Quand un critique littéraire compose des vers
Les critiques littéraires, après un moment de stupéfaction devant l’enfant spécial de leur confrère, se sont mis à analyser et à commenter l’ouvrage, non pas par politesse mais plutôt par soif de découverte. Dô Lai Thuy n’a pas hésité à écrire : «Truong Dang Dung est un poète philosophe. Chacun de ses poèmes, chacun de ses vers porte un message de vie, celui qu’il souhaite transmettre au lecteur. Ce qui diffère pourtant sa poésie de celle classique, c’est que ses messages ne sont pas des cadeaux bien emballés : ce sont des esquisses, du côté de l’horizon, qui invitent le lecteur à venir les décoder et les co-créer». Et il a raison, les poètes ont été les premiers à faire ce décodage et cette co-création. De l’encre a coulé dans la presse et sur le Net.

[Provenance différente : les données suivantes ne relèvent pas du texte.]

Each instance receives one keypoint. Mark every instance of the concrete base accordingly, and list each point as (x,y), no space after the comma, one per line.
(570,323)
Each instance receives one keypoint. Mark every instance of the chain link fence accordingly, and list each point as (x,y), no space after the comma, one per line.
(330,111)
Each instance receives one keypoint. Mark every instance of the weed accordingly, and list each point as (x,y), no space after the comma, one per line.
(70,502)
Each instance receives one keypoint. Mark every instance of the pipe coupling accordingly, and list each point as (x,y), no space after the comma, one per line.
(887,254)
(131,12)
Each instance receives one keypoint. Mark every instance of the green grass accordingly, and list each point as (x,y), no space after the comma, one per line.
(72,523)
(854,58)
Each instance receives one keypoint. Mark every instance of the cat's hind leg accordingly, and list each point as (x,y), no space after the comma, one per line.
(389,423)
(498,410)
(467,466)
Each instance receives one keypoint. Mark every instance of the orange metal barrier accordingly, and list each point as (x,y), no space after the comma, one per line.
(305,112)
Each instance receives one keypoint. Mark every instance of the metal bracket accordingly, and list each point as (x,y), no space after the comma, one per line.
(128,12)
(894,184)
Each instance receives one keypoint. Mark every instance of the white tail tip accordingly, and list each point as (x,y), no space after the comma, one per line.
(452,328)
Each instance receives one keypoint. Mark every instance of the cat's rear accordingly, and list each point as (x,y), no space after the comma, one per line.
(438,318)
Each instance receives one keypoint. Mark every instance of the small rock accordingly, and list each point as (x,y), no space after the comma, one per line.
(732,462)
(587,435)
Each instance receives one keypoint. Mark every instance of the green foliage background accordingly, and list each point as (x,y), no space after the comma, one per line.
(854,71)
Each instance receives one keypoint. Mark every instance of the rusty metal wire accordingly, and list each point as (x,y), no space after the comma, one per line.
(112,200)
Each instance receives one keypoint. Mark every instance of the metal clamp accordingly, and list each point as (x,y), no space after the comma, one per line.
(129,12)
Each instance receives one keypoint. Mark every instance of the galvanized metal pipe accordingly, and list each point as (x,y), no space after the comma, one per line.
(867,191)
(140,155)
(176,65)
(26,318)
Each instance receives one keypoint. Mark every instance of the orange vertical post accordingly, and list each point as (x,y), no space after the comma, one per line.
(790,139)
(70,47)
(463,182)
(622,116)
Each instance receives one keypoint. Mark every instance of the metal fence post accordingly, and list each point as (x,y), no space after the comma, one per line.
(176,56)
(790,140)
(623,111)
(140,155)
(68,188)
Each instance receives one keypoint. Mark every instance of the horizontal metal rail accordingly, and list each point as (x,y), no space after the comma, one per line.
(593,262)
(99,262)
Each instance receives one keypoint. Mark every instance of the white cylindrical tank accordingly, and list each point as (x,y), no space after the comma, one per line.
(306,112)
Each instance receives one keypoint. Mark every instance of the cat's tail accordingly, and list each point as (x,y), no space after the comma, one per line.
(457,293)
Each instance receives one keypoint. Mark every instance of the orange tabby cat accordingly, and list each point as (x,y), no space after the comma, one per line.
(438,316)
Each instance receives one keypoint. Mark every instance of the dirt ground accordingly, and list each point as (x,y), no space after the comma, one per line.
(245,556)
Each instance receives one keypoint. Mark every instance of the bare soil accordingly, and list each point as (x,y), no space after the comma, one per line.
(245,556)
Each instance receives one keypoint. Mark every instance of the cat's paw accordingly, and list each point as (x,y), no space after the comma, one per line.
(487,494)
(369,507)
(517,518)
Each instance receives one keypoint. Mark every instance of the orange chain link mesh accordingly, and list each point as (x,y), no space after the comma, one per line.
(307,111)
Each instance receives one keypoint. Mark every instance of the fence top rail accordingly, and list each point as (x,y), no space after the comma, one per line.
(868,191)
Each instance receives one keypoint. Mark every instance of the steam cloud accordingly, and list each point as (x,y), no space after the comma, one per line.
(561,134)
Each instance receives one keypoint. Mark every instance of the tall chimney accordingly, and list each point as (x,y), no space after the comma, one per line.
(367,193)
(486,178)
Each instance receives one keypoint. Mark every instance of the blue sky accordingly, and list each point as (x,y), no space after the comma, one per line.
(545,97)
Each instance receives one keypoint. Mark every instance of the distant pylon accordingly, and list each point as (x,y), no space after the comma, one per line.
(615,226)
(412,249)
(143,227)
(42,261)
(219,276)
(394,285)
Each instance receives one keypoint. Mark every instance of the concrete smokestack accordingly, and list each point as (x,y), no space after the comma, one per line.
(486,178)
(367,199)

Le critique littéraire et poète Truong Dang Dung.
Photo : CTV/CVN
Le grand prix littéraire
Regroupant
25 poèmes que l’auteur a écrits pendant trois décennies - à commencer
par ses années d’études en Hongri - ce livre est paru chez Thê Gioi
(Monde) dans une édition originale bien illustrée. Le temps que Truong
Dang Dung a mis pour accoucher de son recueil n’est pas des plus
communs, mais la marière dont il a fait parler le temps dans tous ses
états recueil s’avérera encore plus singulier. À ce propos, il serait
dommage de ne pas avertir le lecteur que l’auteur de Les souvenirs imaginés est un partisan de Martin Heidegger dont Être et temps avait imprégné le docteur ès lettres vietnamien depuis sa jeunesse.
Malgré son faible volume, ce premier recueil de poésie a valu à Truong Dang Dung le grand prix littéraire de l’année de l’Association des écrivains de Hanoi. Mais il s’agissait là d’appréciations de compatriotes, qu’en seraient-elles pour vous, lecteurs francophones ? Ne faudrait-il pas tout d’abord vous donner envie de découvrir ces poèmes ? L’extrait suivant se veut une invitation…
Je ne vois pas le temps passer
Je ne vois pas le temps passer,
seulement des écharpes de nuages couler,
et des feuilles jaunes si attachées à la branche
qu’elles frémissent encore en chutant, secouées par le vent.
Je ne vois pas le temps passer,
seulement des lettres de jour en jour se faner,
des pluies tomber en des nuits désertes,
les traces de nos pas disparaître au fil des années.
Je ne vois pas le temps passer,
seulement l’automne mi-familier mi-étranger,
des visages et des sourires à peine connus
se mettre à changer avant que l’on ne s’y habitue.
Je ne vois pas le temps passer,
seulement mon cœur de plus en plus tenir au ciel azur,
des cheveux tomber sans qu’une main ne puisse les retenir
des aurores teintées de soucis pour les travaux inachevés.
Je ne vois pas le temps passer
le temps réside dans nos veines et, muet,
se cache au coin de nos yeux, sur nos lèvres,
dans ton allure penchée comme pour tracer sur la terre des écrits sur la courte vie humaine.